О храбрых и мудрых, о дружбе, о вечном предательстве
Напомнит нам эпос сухими устами истории,
О долгом и тщетном племен и времен препирательстве,
И все его строки — не строки, но стоны истошные:
Безмерного рабства в глазах отраженья забитые,
Звучат и двоятся, безмолвные годы отматывая…
(«Имперская элегия»)
Так возникает на странице книги «Чужой алтарь» многозначный, многослойный образ русской Трои, который у Шаповалова значительно шире, чем Троя в совокупности всех смыслов, которыми наградили ее и сами эллины, и русские эллинисты. Троя становится здесь метафорой и античности, ушедшей под спуд и воскресшей спустя столетия, и советского многоязычья, которому, вероятно, предстоит та же судьба — однако далеко не теперь: а все-таки жаль, в эту пору прекрасную жить не придется никому из нас. Для Шаповалова в образ русской Атлантиды-Трои входит наш язык со всем его разработанным, разболтанным, тончайшим, ювелирнейшим аппаратом морфем и фонем, жестко гнутый, всему на свете подверженный, все во все принимающий (свидетельством тому служит «Песенка кандагарского деда в сахалинской командировке с припевами», имеющая характерный подзаголовок: «Перевод со старшесержантского»). В стихотворении «Русская Троя», посвященном христианским храмам Киргизии, — их сожгли в 1916 году — образ судьбы переселенца усилен благодаря введению темы языка, голоса, звучания слова, если угодно — предчувствия или пра-чувствования единого утраченного общего наречия, непредставимого в прошлом и неизбежного, хотя настолько же фантастичного в грядущем:
Здесь с южной мовой — молвь сливалась северная,
восточных солнц в очах огонь просеивая.
Народ с народом — бережно сходясь,
здесь русский знал киргизское наречие.
Союз людских племен очеловечивая,
над колокольнями, сердца просвечивая,
вилась крестов возвышенная вязь.
Для многих распад СССР обернулся личной трагедией: ценности, взрастившие множество, в одночасье объявили ничего не стоящими; государственный аппарат, во многом состоявший из бывших партийцев и комсомольцев, перестроился со скоростью, которая для отдельного человека воспринимается как недостойная. В первую очередь водоворот трагедии затянул русских, живших на краях ойкумены. Задуматься бы им о том, как мало стоили имперские узы дружбы, если по выводе войск из бывших республик от нее не осталось даже уважения к совместному прожитому прошлому… Но кому хватит сил обобщать в момент крушения! Однако культура жестока. Она слезам не верит; парадоксальность ее в том, что, служа проводником и хранителем человечности, она не допускает слишком человеческого, слезинки ребенка ради слезинки ребенка. Так же она отбрасывает и виртуозность ради виртуозности. Если мы заняты словом, языком, речью, значит, адресуемся к вечности, к искусству. Соблазн рассматривать поэзию сквозь призму личной судьбы ведет к опасности подменить искусство социальной декларацией. Живущий в обществе и в качестве гражданина желающий пользоваться гражданскими правами и свободами, поэт одновременно пребывает и в другой реальности, более объемной — но и несказанно более требовательной.

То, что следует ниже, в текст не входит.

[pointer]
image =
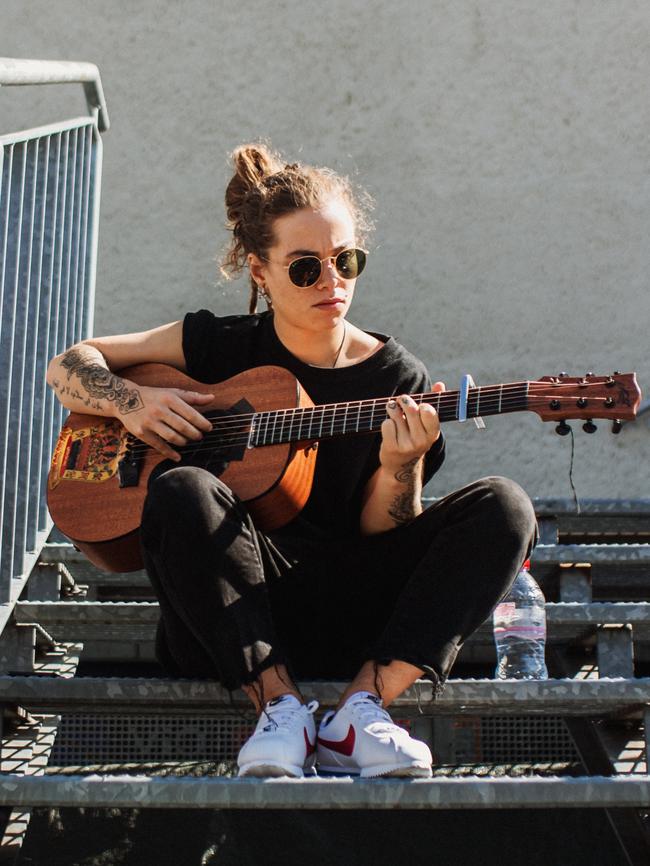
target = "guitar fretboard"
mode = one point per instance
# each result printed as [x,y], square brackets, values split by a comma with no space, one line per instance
[366,416]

В сущности, Вячеслав Шаповалов и сам это понимает:
Что толку и смысла детишек пугать геростратищем
И мутные мифы плодить — должники, что ли, веку мы?!
О старом народе, в веках свое счастье растратившем,
Расскажет — художник. Ведь больше-то, в сущности, некому.
(«Имперская элегия»)
Итак, будем жестоки и демократичны. Давайте договоримся раз навсегда: мы никому не нужны — но никогда и не были нужны, а если государство оплачивало художественные переводы эпосов народов СССР, так это делалось по соображеньям имперского приличия, по долгой горьковской гуманистической инерции, а не нужды или даже понимания ради. Жизнь есть трагедия, ура! — в одной из повестей Михаила Анчарова эти слова приписаны Бетховену, и я специально вот уже много лет не проверяю, причастен ли глухой гений к этой цитате. «Жизнь есть трагедия, ура!» — вот что побуждает нас аукаться, перекликаться в глухой внекультурной, внекосмической пустоте, чтобы каждый раз поодиночке созидать один и тот же, всегда один и тот же свой алтарь, приглашая редких собеседников к совместной молитве. Только это делает нас свободными. Мы не нужны государствам и народам, о да; но мы нужны речи, языку, требующим от нас созидания, и раз за разом так выходит, что, когда наш земной срок оканчивается, и после этого проходит время, мы оказываемся призваны, и ложимся уже не как личности, а как дела, к подножию все того же алтаря — во время строительной кампании нового поколения. Так всегда было, и так всегда будет. И сейчас, будучи живыми и при телах, мы делаем что-либо не потому что, а потому, что не можем иначе; мы пробуждаем добрые чувства, не надеясь на ответную народную любезность. Айда в степь, язык, позвучим на просторе!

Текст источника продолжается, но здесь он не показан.